Doug Stanton, author of In Harm's Way
"[I]n a class to stand with such work as Hersey's Hiroshima and Keneally's Schindler's List...Powerful history."Sydney Schanberg, Pulitzer Prize-winning journalist and author of The Death and Life of Dith Pran, basis of the film The Killing Fields
"A wrenching story."Kirkus Reviews (starred)
"This account, expanded from their Pulitzer Prize-winning reportage, raises questions about military preparedness and civilian involvement that are as relevant today as they were a half a century ago."The New Yorker
"A sober and absorbing account of a very dark chapter in American military history...Meticulously researched, scrupulously fair, and exceptionally well-written...Fine reading and fine history."Rick Atkinson, author of The Long Gray Line
Kirkus Reviews
★ 2020-02-05
A Pulitzer Prize–winning journalist forges a masterly new history of the Korean War through character studies of the participants caught in the conflict.

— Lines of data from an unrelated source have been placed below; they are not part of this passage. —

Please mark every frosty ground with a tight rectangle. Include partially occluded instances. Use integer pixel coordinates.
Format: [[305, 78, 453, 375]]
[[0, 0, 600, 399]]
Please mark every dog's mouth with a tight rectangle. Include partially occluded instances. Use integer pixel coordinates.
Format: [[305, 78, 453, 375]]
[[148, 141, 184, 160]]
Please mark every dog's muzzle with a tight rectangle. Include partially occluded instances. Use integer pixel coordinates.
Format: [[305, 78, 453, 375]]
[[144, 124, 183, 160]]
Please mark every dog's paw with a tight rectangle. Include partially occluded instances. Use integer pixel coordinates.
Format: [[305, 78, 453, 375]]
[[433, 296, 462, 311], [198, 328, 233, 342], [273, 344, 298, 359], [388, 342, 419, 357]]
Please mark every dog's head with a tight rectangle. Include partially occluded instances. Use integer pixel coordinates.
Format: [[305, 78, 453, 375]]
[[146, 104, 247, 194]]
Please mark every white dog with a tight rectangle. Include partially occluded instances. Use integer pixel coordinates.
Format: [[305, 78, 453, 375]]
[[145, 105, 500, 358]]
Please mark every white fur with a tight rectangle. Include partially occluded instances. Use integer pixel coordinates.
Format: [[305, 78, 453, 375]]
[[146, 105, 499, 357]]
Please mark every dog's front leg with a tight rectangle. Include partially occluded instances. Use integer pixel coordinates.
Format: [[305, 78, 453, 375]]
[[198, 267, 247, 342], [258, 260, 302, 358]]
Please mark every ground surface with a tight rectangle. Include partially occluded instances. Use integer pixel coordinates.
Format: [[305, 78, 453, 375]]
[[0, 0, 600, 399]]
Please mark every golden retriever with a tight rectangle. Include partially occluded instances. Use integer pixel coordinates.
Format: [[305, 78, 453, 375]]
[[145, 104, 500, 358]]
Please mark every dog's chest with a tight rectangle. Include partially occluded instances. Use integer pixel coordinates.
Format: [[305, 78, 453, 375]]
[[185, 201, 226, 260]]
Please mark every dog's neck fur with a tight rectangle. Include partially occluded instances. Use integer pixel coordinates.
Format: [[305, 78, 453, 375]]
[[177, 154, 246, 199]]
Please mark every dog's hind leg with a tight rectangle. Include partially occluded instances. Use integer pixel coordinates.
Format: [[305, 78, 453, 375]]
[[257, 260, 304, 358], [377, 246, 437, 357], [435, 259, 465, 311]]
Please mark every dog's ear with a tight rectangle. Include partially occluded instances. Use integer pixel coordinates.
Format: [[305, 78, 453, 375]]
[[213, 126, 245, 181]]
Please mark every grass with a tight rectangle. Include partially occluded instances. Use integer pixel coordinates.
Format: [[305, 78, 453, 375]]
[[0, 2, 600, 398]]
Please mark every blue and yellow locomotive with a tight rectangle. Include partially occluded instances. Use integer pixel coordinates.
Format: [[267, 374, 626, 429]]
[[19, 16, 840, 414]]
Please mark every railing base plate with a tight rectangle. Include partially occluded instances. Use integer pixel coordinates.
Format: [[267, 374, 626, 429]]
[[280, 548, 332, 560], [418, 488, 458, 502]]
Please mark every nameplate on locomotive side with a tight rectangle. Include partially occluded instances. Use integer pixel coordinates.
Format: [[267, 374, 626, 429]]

During his 40-year career at the Associated Press, Hanley reported from nearly 100 countries around the world, and his journalistic talents are on full display in his latest book. He also demonstrates a novelist’s touch and a wonderful ear for dialogue and detail. He builds his history via observers’ testimonies about the war, from the initial invasion of South Korea by North Korean troops on June 25, 1950, to the stunning “morning of silent guns” on July 28, 1953. The characters Hanley chooses to highlight aptly represent the diversity of people involved, from refugees and soldiers on both sides to U.S. military leaders like Matthew Ridgway, appointed Far East commander by Harry Truman after certain miscalculations by Gen. Douglas MacArthur. In countless poignant snapshots, the author describes harrowing, often horrific experiences, including those of Sister Mary Mercy at a clinic in Pusan, where “sanitation is abysmal and disease endemic,” and “existing facilities fall far short of what’s needed to deal with the typhoid, typhus, smallpox, and tuberculosis spreading through the refugee population”; and South Korean AP journalist Bill Shinn, who tried to cover the conflict while protecting his family. Elsewhere, Hanley discusses numerous witnesses to the horrendous retaliation by both North and South Korean troops in terms of executions and mass burials as well as American troops’ “depravity” in torturing and raping the local population. The author also details the conditions at the POW camps, including Pyoktong, where a black American soldier endured not only an existence of “simple misery,” but also racist taunts from fellow American soldiers in the camp. In addition to excellent maps and a chronology, Hanley provides photos of the characters and an “After the War” section about each of them. The accretion of astounding detail makes for a vivid, multilayered look at a deeply complicated war in which few emerged as heroic.
A top-notch addition to the literature on the Korean War.